Events from the year 2010 in Croatia.

==Incumbents==
- President – Stjepan Mesić (until 18 February), Ivo Josipović (starting 19 February)
- Prime Minister – Jadranka Kosor
- Speaker – Luka Bebić
==Events==
Ongoing – Accession of Croatia to the European Union
- 10 January – Second round of the presidential election is held. Ivo Josipović beats Milan Bandić winning 60.3% of the vote.
- 18 February – Ivo Josipović officially inaugurated as President at St.
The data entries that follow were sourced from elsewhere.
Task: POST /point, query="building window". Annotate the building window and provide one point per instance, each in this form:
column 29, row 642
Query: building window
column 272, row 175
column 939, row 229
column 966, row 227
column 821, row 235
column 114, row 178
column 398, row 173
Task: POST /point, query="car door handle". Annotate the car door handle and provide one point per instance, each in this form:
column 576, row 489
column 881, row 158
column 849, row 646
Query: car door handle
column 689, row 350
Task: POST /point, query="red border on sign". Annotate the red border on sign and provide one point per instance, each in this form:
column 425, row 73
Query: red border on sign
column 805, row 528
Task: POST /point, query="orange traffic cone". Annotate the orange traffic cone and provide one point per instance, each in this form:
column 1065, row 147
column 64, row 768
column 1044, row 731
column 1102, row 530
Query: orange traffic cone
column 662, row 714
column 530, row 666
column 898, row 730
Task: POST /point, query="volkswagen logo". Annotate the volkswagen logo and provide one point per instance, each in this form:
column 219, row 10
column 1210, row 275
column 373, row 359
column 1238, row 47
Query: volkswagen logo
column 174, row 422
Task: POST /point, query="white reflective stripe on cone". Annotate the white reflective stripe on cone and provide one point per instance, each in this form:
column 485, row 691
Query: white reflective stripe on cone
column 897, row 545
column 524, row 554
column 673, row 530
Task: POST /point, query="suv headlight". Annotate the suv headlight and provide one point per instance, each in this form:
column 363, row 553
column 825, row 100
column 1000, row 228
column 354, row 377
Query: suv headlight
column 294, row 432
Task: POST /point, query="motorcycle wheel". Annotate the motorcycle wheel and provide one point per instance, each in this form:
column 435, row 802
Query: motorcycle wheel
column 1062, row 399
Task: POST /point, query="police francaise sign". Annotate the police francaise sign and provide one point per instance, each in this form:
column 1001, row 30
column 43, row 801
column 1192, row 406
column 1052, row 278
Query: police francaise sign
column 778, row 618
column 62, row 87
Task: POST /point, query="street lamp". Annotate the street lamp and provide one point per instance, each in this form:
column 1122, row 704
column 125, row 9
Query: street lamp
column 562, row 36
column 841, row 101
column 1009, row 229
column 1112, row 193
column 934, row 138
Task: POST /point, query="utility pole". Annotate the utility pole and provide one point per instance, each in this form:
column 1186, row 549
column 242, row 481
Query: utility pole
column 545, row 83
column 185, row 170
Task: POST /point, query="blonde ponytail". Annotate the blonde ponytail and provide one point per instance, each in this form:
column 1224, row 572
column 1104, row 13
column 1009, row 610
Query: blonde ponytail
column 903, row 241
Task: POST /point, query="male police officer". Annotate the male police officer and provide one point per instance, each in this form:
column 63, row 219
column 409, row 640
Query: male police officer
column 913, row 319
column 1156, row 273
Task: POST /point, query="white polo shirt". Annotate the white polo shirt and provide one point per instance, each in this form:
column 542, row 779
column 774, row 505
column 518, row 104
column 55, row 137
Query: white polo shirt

Mark's Square in Zagreb.
- 10 December – Former Prime Minister Ivo Sanader is arrested in Austria over charges of corruption

==Arts and literature==
- 6 March – Girl group Feminnem win the 2010 Eurovision national pre-selection competition.
- 27 May – Feminnem perform in the Eurovision Song Contest 2010 semi-final in Oslo but fail to progress to the finals.
- 10–24 July – The 2010 Pula Film Festival is held. The film Just Between Us directed by Rajko Grlić wins the Big Golden Arena for Best Film award.

==Sport==

- 3 and 6 January – The Snow Queen Trophy slalom race held at Sljeme in Zagreb.
- 1–7 February – The 2010 PBZ Zagreb Indoors tennis tournament held in Zagreb.
- 27 March – The K-1 ColliZion 2010 Croatia martial arts event held in Split.
- 10–16 May – The 2010 Zagreb Open tennis tournament held in Zagreb.
- 26 July–1 August – The 2010 ATP Studena Croatia Open Umag tennis tournament is held in Umag.
- 29 August – The 2010 Speedway Grand Prix of Croatia held in Donji Kraljevec.
- 1 September – The Hanžeković Memorial international track and field event is held in Zagreb.
- 4–5 September – The 2010 IAAF Continental Cup international track and field sporting event is held in Split.
- 9–11 December – The 2010 Golden Spin of Zagreb international figure skating competition is held in Zagreb.

==Deaths==
- January 14 – Ante Babaja, film director (born 1927).
- February 2 – Svetozar Kurepa, mathematician (born 1929)
- February 19 – Mladen Veža, painter (born 1916).
- July 24 – Mia Oremović, actress (born 1918).
- July 26 – Mićun Jovanić, footballer (born 1952).
- August 12 – Velimir Kljaić, handball coach (born 1946).
- August 22 – Stjepan Bobek, footballer (born 1923).
- October 7 – Milka Planinc, politician (born 1924).
- October 20 – Aleksandar Goldštajn, 98, law scholar, writer and constitutional court judge.(born 1912).
- October 25 – Vesna Parun, poet (born 1922).